During World War II, Ford served in the Pacific as an operations officer aboard the aircraft carrier U.S.S. Monterey. In 1948 he married Elizabeth Bloomer Warren, a fashion coordinator for a Grand Rapids department store. They would have four children: Michael Gerald, John Gardner, Steven Meigs, and Susan Elizabeth.
In 1973 Vice President Spiro Agnew resigned after pleading "no contest" to a charge of income tax evasion and President Richard Nixon nominated Gerald Ford as the new Vice President. After an extensive investigation he took the oath of office on December 6, 1973.
Shortly thereafter, "Watergate" crime and cover-up charges mounted against Nixon. Facing a Senate impeachment trial, Nixon resigned on August 9, 1974. Ford took the oath of office that same day, stating "the long national nightmare is over. He faced many difficult decisions including replacing Nixon's staff with his own, restoring the credibility of the presidency, and dealing with a Congress increasingly assertive of its rights and powers.

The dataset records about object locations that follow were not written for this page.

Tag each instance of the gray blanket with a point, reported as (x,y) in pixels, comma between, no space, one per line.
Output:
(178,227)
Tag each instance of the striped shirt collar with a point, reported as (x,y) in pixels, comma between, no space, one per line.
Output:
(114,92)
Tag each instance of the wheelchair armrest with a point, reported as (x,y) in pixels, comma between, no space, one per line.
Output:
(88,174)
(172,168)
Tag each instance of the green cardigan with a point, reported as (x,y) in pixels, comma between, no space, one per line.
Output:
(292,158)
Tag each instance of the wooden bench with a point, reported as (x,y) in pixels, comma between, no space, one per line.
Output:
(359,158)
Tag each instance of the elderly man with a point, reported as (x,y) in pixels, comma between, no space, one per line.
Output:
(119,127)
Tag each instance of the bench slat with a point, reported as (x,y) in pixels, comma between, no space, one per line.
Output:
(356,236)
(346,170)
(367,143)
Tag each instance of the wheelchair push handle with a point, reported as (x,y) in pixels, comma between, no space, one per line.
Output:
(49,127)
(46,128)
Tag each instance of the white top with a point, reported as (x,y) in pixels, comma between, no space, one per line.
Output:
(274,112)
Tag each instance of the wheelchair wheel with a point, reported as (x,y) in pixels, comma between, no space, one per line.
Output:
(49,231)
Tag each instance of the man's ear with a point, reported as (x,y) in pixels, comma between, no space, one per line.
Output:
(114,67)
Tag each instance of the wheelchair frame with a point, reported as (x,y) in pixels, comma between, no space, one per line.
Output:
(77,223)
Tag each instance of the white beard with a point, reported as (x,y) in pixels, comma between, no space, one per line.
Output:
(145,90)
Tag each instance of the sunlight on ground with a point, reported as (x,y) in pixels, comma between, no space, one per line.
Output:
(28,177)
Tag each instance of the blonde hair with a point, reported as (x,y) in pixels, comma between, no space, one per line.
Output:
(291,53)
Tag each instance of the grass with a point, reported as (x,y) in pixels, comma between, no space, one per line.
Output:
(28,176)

Ford's problems were increased by his unpopular early decision to pardon his predecessor. Ford decided to grant a pardon to Richard Nixon prior to the filing of any formal criminal charges. Public reaction was mostly negative, and the decision may have cost him the election of 1976, but President Ford always maintained that it was the right thing to do for the good of the country.
On two separate trips to California in 1975, Ford was the target of assassination attempts. Both of the assailants were women.
On January 20, 1977, President and Mrs. Ford journeyed to their new home in California. They continue to vacation at their home outside Vail, Colorado, where Ford enjoys skiing and golf.